The primary response seems to be confusion. But I’d like to propose something else: It’s possible that “I wish they’d teach us more about Vikings” is the ultimate date filtering tool for a large group of people.
Although it’s been a little while since my dating days, I have a distinct memory of a period where I was getting frustrated. I wasn’t finding women who aligned with me personality-wise and, as a result, none of my attempts at relationships or even multiple dates were going anywhere.
It peaked on a Saturday night, when I called someone I was supposed to be going out with later that night, and she canceled the date and, essentially, made it clear she didn’t want to go on any future ones as well. I was angry, but it was really for the best — she and I were wildly incompatible, I was just riding it out because I didn’t have a ton of prospects at the time.
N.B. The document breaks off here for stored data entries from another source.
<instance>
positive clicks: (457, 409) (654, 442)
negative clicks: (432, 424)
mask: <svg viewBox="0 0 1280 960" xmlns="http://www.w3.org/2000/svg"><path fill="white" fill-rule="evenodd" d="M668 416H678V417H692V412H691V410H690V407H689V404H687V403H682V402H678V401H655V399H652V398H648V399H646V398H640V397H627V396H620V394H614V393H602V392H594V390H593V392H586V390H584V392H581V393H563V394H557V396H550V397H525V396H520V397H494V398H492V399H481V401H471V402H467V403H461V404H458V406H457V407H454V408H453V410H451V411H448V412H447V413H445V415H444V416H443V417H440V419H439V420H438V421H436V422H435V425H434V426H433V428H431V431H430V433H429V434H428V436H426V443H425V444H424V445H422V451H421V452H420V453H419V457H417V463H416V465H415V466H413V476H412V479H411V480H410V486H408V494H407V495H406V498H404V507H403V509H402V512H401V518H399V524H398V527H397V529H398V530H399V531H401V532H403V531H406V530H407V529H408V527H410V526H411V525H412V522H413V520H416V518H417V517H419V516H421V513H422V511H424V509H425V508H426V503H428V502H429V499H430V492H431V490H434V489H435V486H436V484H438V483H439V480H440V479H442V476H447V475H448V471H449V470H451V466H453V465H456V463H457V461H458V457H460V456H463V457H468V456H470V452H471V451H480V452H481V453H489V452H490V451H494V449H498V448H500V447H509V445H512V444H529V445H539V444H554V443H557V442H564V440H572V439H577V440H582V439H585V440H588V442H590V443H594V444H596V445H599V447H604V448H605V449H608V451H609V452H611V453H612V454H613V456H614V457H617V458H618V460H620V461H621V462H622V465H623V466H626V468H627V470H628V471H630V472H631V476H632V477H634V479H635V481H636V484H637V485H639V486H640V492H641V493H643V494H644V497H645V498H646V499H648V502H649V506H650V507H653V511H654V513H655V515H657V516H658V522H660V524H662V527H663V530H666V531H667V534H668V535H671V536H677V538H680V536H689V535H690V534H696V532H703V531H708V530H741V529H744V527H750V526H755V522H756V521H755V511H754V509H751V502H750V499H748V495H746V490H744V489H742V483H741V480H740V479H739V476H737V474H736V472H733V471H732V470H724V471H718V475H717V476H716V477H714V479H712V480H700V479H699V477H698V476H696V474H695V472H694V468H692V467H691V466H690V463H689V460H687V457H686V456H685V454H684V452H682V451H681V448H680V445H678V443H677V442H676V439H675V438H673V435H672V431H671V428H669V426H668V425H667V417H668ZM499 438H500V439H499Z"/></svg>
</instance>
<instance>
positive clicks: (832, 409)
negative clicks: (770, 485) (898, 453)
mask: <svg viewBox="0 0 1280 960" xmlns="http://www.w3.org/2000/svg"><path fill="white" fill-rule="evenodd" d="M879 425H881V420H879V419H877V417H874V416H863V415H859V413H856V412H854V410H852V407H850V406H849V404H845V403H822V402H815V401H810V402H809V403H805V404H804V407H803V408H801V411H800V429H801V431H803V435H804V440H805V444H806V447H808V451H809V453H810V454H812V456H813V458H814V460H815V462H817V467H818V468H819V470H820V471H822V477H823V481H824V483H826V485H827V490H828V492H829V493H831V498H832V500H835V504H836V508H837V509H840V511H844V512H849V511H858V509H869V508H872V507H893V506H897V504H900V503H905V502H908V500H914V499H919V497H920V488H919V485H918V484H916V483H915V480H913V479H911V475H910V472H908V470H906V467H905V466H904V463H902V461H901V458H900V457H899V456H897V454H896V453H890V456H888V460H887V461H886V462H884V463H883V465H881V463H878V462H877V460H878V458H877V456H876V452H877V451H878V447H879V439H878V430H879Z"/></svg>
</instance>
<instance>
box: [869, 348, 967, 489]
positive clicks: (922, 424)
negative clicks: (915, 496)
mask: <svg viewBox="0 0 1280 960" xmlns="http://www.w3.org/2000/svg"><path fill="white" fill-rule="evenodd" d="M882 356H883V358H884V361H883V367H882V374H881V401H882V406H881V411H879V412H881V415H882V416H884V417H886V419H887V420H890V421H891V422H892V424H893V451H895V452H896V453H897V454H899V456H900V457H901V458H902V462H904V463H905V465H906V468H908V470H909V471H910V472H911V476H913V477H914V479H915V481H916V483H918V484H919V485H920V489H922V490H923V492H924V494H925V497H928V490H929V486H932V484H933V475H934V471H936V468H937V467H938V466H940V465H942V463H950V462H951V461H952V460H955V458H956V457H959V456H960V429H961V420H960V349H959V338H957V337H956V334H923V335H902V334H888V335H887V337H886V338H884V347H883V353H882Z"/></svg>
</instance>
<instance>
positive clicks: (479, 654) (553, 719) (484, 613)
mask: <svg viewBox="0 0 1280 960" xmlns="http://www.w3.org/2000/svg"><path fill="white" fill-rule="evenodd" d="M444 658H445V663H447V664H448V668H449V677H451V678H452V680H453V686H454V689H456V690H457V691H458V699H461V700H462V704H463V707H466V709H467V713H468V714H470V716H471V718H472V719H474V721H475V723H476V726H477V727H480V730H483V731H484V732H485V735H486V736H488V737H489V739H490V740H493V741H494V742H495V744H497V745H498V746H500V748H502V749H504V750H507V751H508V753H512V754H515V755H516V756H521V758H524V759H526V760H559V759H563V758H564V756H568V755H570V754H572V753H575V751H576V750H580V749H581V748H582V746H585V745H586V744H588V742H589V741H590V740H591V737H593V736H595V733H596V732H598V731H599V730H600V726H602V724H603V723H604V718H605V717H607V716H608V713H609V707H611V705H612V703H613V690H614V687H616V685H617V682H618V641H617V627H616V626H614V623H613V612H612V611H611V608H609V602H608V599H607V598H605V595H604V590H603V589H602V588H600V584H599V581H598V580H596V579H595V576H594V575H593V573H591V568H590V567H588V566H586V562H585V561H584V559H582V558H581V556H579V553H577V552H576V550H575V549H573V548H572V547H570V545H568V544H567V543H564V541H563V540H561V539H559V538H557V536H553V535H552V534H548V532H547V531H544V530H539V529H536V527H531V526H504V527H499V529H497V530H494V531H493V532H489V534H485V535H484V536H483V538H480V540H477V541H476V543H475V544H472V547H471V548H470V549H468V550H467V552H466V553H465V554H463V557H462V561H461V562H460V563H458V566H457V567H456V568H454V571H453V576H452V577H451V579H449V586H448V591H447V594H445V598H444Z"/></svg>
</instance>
With my Saturday now free, I went to pick up some gadget at Best Buy. (Yes, this story takes place in the era of phone calls and Best Buy.) The one that had my item was in a part of the San Fernando Valley I’d never been to before. And in the adjacent parking lot that night, there was a giant Mexican circus going on. Literally. A traveling circus from Mexico was in town and had giant tents and rides and whatnot set up in the parking lot.
I remember thinking, “The right woman for me would be one who I could take to a Mexican circus on a first date.” I may’ve even written that quote into my Friendster profile. (That’s not me being cute about the timeline. This story did occur during the tail end of the Friendster era.)
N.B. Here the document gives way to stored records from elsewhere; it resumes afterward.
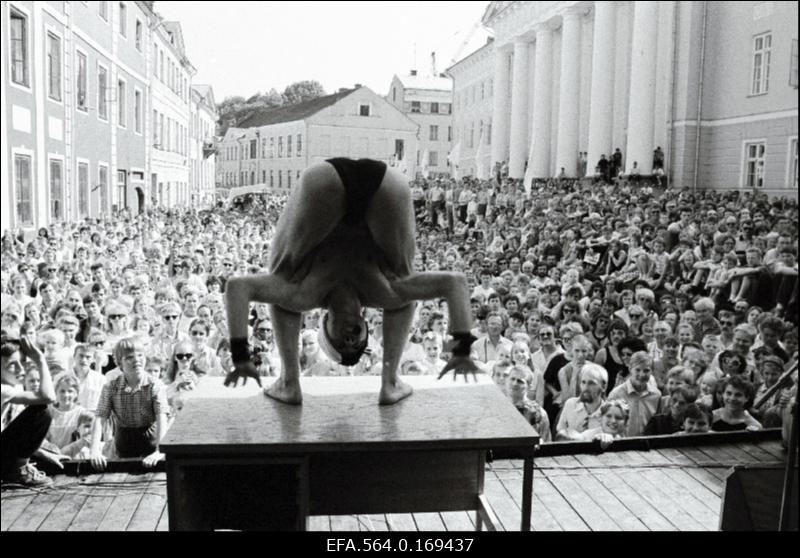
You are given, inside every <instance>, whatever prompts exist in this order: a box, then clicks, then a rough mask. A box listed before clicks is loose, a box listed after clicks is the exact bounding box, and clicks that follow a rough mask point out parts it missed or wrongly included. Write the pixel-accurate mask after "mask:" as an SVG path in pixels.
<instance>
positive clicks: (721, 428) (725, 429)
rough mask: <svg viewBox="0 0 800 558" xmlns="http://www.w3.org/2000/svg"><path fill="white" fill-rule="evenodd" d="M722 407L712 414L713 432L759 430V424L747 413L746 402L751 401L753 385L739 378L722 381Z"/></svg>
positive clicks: (735, 376)
mask: <svg viewBox="0 0 800 558" xmlns="http://www.w3.org/2000/svg"><path fill="white" fill-rule="evenodd" d="M720 383H721V387H722V407H721V408H719V409H715V410H714V411H713V413H712V419H713V420H712V423H711V429H712V430H713V431H714V432H733V431H737V430H761V423H760V422H758V421H757V420H756V419H754V418H753V417H752V416H751V415H750V413H748V412H747V410H746V406H747V402H748V401H750V400H752V398H753V394H754V389H753V384H751V383H750V382H748V381H747V380H745V379H744V378H742V377H740V376H731V377H729V378H724V379H723V380H722V382H720Z"/></svg>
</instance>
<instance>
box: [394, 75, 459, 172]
mask: <svg viewBox="0 0 800 558" xmlns="http://www.w3.org/2000/svg"><path fill="white" fill-rule="evenodd" d="M417 74H418V72H417V70H411V72H410V73H409V75H407V76H403V77H402V78H401V77H398V76H397V75H395V76H394V78H392V84H391V86H390V87H389V94H388V95H387V96H386V100H387V101H389V103H390V104H392V105H393V106H395V107H397V108H398V109H399V110H400V111H402V112H403V113H404V114H405V115H406V116H408V117H409V118H411V120H413V121H414V122H416V123H417V124H419V138H418V139H419V143H418V147H417V153H416V161H415V162H416V165H417V168H418V169H419V170H420V171H422V172H425V173H426V174H429V175H437V174H445V173H447V171H448V169H447V155H448V153H450V147H451V142H452V139H453V128H452V112H453V111H452V109H453V90H452V89H453V84H452V82H451V81H450V79H448V78H447V77H446V75H445V74H439V75H434V74H431V75H428V76H420V75H417Z"/></svg>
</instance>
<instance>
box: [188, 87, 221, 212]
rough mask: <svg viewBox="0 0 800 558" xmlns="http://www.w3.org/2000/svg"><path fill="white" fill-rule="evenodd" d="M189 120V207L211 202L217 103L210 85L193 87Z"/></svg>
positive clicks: (213, 195)
mask: <svg viewBox="0 0 800 558" xmlns="http://www.w3.org/2000/svg"><path fill="white" fill-rule="evenodd" d="M191 111H192V113H191V116H192V117H191V120H190V121H189V138H190V145H189V184H190V185H191V189H192V190H191V195H192V206H193V207H196V206H203V205H209V204H211V203H213V202H214V191H215V181H216V176H215V172H214V167H215V164H216V142H215V136H214V131H215V130H216V125H217V104H216V101H214V91H213V90H212V89H211V86H210V85H193V86H192V97H191Z"/></svg>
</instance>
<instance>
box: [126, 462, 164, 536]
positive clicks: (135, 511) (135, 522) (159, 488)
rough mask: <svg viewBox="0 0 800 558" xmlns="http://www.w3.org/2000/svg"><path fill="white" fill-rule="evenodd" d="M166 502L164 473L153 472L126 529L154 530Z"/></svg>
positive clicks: (155, 527) (162, 510)
mask: <svg viewBox="0 0 800 558" xmlns="http://www.w3.org/2000/svg"><path fill="white" fill-rule="evenodd" d="M166 504H167V485H166V473H154V474H153V477H152V479H151V480H150V482H149V483H148V484H147V489H146V491H145V493H144V494H143V495H142V499H141V500H140V501H139V506H138V507H137V508H136V511H135V512H134V514H133V517H132V518H131V522H130V523H129V524H128V529H127V530H128V531H155V530H156V527H157V526H158V520H159V519H160V518H161V513H162V512H163V511H164V508H165V507H166Z"/></svg>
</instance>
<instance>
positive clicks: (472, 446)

Now, as someone who’s been in a relationship/married for eight years, I can definitively say the woman I ended up with TOTALLY would’ve loved the hilarious randomness of going to a Mexican circus in a Best Buy parking lot on a first date.
And that’s the Vikings line. A faster, easier, much more “2016” method to arrive at the same point. If I were dating now, I’d love to see the responses to “I wish they’d teach us more about Vikings.”
Because the person who just embraces it and responds with “We should sneak into a college class on them” or “Did you know they didn’t actually wear those horned helmets” or “I wish their new stadium didn’t force injured players to limp through a restaurant” would immediately pass through the weeding out process. You can learn more from someone’s response to “I wish they’d teach us more about Vikings” than hours and hours of other small talk exchanges.
Well played, American Girl. You accidentally struck gold. Much like the Vikings once did — in fact, quite a bit of their gold is now on display at the Sonderskov Museum in Brorup, Denmark. (There you go. Wanna make out?)